苦痛の少ない内視鏡検査や、心身両面に寄り添う診療で「患者ファースト」を実現
現在、どのような患者さんが多く来院されていますか?
当院では、生活習慣病や感染症などの一般内科から、私が専門とする消化器・肝臓内科まで幅広く対応しています。
患者さんの年代は10代から90代までと幅広く、最近は、過去の内視鏡検査でつらい経験をされ、「できるだけ苦痛に配慮した検査を受けたい」と希望される方も増えています。また、健診で肝機能の異常を指摘された方や、ストレスなど精神的な要因が関係するといわれる過敏性腸症候群(IBS)、機能性ディスペプシアの患者さんも多くなってきました。
ありがたいことに、ホームページやインターネットの口コミをご覧になって来院される方も多くいらっしゃいます。内視鏡検査への不安が解消され、検査後にお会いした患者さんが生き生きとした表情に変わっている瞬間は、医師として何より嬉しい場面ですね。
貴院で提供される内視鏡検査では、患者さんの苦痛に配慮した検査を行っているそうですね。

内視鏡検査は「苦しい・痛い」「下剤がつらい」という印象をお持ちの方が多いと思います。当院ではその負担軽減・トラウマを解消していただくため、安らげる声掛けを軸に鎮静剤を使用し、ほとんど眠ったような状態で検査を受けていただきます。年齢制限もなく鎮静剤の量は、年齢・体格・効きにくさなど希望に応じて細かく調整しています。また、胃と大腸の検査を同日に実施できるほか、大腸ポリープが見つかった場合はその場で切除まで行い、患者さんの通院や検査回数の負担も極力減らしています。
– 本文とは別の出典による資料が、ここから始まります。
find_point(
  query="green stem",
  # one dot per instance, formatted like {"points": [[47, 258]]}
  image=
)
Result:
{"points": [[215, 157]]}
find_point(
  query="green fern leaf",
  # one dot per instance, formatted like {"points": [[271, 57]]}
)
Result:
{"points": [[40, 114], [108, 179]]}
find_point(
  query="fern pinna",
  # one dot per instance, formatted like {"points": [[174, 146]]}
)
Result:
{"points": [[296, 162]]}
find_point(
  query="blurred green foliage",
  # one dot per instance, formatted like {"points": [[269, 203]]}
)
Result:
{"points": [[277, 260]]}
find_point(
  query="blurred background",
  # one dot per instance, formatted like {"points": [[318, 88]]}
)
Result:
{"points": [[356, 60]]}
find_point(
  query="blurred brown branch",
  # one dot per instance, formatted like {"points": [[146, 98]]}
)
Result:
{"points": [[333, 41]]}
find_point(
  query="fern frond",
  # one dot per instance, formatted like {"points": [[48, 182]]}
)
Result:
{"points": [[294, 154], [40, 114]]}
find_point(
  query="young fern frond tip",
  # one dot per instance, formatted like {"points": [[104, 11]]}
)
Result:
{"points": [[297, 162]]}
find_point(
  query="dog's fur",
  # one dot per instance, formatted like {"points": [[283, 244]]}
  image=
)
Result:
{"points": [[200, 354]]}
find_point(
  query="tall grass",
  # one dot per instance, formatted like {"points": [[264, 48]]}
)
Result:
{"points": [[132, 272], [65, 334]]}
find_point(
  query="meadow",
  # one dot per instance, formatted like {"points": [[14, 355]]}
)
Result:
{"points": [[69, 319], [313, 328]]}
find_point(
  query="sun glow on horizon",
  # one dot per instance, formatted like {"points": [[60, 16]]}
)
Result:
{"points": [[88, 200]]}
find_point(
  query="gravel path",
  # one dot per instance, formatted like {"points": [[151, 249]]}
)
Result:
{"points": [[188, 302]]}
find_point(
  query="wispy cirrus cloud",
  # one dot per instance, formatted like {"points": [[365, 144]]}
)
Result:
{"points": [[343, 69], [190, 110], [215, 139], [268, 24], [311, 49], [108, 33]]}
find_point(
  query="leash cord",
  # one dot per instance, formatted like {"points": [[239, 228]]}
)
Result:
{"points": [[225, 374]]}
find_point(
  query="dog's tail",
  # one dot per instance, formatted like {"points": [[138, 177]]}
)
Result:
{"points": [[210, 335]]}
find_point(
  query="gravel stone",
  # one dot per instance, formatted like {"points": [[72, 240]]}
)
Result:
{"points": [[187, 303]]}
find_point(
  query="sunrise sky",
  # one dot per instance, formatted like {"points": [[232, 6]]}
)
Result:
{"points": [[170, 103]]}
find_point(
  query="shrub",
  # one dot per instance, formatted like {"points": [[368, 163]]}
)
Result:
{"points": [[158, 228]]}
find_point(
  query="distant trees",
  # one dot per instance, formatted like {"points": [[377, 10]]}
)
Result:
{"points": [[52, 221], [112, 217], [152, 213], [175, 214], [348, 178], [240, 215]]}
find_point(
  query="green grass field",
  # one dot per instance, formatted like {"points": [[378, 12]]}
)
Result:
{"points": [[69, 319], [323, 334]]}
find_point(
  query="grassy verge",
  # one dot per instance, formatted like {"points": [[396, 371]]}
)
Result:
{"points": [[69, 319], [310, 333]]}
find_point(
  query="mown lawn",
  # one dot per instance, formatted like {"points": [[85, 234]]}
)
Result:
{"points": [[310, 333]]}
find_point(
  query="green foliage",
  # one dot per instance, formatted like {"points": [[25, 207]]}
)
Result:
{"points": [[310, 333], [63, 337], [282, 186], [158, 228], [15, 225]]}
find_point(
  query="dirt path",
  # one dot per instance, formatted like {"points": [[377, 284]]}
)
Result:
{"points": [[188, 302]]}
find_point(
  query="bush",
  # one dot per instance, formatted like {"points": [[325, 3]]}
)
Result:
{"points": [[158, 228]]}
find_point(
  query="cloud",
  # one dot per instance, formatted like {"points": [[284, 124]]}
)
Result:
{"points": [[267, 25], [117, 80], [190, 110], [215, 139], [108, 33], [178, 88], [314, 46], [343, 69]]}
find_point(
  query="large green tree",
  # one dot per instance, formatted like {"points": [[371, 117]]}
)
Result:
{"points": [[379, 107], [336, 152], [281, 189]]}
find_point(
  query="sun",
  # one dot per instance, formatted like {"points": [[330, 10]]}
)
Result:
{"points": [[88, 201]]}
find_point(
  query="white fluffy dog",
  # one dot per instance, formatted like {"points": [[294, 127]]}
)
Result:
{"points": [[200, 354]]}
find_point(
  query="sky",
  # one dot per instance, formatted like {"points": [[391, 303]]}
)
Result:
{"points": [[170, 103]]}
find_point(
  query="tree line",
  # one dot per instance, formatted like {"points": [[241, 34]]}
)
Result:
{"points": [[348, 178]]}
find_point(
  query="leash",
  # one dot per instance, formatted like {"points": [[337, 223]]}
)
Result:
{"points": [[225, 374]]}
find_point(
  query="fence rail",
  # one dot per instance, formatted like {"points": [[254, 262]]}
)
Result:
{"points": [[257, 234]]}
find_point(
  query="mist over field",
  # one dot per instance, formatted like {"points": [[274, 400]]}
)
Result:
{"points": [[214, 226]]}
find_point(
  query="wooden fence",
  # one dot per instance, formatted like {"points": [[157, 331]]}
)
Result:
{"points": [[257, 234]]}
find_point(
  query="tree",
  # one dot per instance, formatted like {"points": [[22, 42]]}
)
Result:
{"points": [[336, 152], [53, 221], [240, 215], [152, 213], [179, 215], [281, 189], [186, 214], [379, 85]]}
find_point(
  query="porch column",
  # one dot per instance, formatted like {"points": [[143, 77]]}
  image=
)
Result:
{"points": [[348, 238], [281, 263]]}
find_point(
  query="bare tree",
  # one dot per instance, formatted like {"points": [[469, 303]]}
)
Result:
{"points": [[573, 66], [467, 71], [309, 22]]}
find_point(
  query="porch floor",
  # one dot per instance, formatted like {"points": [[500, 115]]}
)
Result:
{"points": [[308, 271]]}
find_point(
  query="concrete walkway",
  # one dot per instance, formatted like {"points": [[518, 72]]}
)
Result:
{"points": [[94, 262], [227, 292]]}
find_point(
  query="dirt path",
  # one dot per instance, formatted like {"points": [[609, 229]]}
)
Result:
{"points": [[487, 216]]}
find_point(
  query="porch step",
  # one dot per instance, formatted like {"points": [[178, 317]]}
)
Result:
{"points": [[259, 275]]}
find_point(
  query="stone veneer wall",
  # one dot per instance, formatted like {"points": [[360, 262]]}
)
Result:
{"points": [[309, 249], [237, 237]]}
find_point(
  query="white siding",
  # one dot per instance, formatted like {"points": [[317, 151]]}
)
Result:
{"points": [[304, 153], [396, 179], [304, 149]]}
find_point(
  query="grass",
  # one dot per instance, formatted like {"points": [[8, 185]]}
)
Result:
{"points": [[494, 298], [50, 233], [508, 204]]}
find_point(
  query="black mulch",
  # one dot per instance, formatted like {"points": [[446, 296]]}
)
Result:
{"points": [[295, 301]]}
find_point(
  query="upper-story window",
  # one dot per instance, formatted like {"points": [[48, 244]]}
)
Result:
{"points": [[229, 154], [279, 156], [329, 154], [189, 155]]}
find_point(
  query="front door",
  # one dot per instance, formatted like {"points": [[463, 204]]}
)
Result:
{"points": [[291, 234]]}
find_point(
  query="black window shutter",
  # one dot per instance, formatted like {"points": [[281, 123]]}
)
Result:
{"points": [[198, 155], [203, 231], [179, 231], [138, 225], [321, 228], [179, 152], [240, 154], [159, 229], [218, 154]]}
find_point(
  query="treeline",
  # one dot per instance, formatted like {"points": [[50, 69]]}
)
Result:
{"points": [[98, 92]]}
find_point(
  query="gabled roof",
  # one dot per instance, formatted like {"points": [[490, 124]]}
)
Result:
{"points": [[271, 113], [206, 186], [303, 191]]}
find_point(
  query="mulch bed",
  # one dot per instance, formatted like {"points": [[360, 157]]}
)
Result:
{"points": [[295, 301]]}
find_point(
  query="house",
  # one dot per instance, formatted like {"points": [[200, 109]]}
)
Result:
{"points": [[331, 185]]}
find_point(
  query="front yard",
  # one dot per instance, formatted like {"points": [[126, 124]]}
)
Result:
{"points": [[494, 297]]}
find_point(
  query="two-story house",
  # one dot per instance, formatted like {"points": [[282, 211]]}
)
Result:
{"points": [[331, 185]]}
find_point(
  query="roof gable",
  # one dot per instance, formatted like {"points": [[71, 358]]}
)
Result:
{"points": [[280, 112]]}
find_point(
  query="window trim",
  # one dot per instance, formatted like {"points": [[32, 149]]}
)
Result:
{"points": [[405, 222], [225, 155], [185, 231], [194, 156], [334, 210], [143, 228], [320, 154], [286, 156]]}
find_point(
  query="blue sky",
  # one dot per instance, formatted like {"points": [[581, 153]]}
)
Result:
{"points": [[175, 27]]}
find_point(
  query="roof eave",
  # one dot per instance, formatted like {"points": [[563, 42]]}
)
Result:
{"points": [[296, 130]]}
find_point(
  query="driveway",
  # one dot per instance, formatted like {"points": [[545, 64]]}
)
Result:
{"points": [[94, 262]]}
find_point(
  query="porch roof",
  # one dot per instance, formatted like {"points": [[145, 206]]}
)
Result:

さらに、一番こだわっているのが大腸内視鏡検査時の下剤です。一般的には、約2リットルもの下剤を服用する必要がありますが、当院ではコップ2杯分で済む下剤を採用しています。その後は、水やお茶、透明なジュースなどお好きな飲み物を1〜1.5リットルほど飲んでいただくだけで、検査が可能です。多少便が残っていても、検査中に医師が洗浄を行いながら検査をしていく柔軟さを重視しているため全く問題ありません。「内視鏡検査は辛くないもの」という常識へ変え、消化器がんの早期発見や予防していくことが、当院の大きな使命だと考えています。
過敏性腸症候群(IBS)や機能性ディスペプシア(FD)の診療にも注力されていると伺いました。
はい。過敏性腸症候群(IBS)や機能性ディスペプシア(FD)といった「機能性胃腸症」は、内視鏡などの検査を行っても炎症や潰瘍などの異常が見つからないにもかかわらず、下痢・便秘、腹部の痛みや張り、胃もたれなどの不快な症状が慢性的に続く疾患です。
これらの症状の背景には、ストレスや生活習慣、心理的要因が関わっていることも多く、診療ではまず身体面だけでなく、患者さんの心の状態や生活環境にも丁寧に耳を傾けることを大切にしています。ストレスの要因を探りながら、消化管の運動や知覚を整える薬を中心に、症状やライフスタイルに合わせて処方内容をオーダーメイドで調整するのも、当院の特長です。
また、例えば介護や職場によるストレスを抱える方には、介護認定の申請を、傷病手当の提出や心療内科の受診の必要性はどうかといった、医療の枠を超えた“おせっかい”を焼くこともあります。「悩みを話せる人がいる、自身では気づかないストレスがある事を知れた」という安心感と話せる空間作りこそが、症状改善の大きな支えになると考えています。ただ処方薬で治るほど単純なものだからこそ、やりがいを感じるのです。
そのほか、貴院ではどのような検査が受けられますか?
肝臓などの血流の流れをリアルタイムに観察できる「造影超音波検査(CEUS)」を導入しています。通常のエコー検査に微小な気泡を含む造影剤を使用することで、病変の悪性か良性かの判断が可能となり、肝臓がんや転移性肝腫瘍などの早期発見や再発のチェックにも役立ちます。
CT検査で用いる造影剤では、腎機能低下やアレルギーのリスクがありますが、超音波造影剤は体への負担が少なく、安全性が高いのが特徴です。ただし、検査の精度を保つには肝臓領域に精通した医師の技術が求められるため、一般的なクリニックで導入しているケースは多くありません。
万が一、がんなどの病変が見つかった場合でも、私が外来を担当している総合病院にて継続して治療を行うことができる点も、大きな強みと考えています。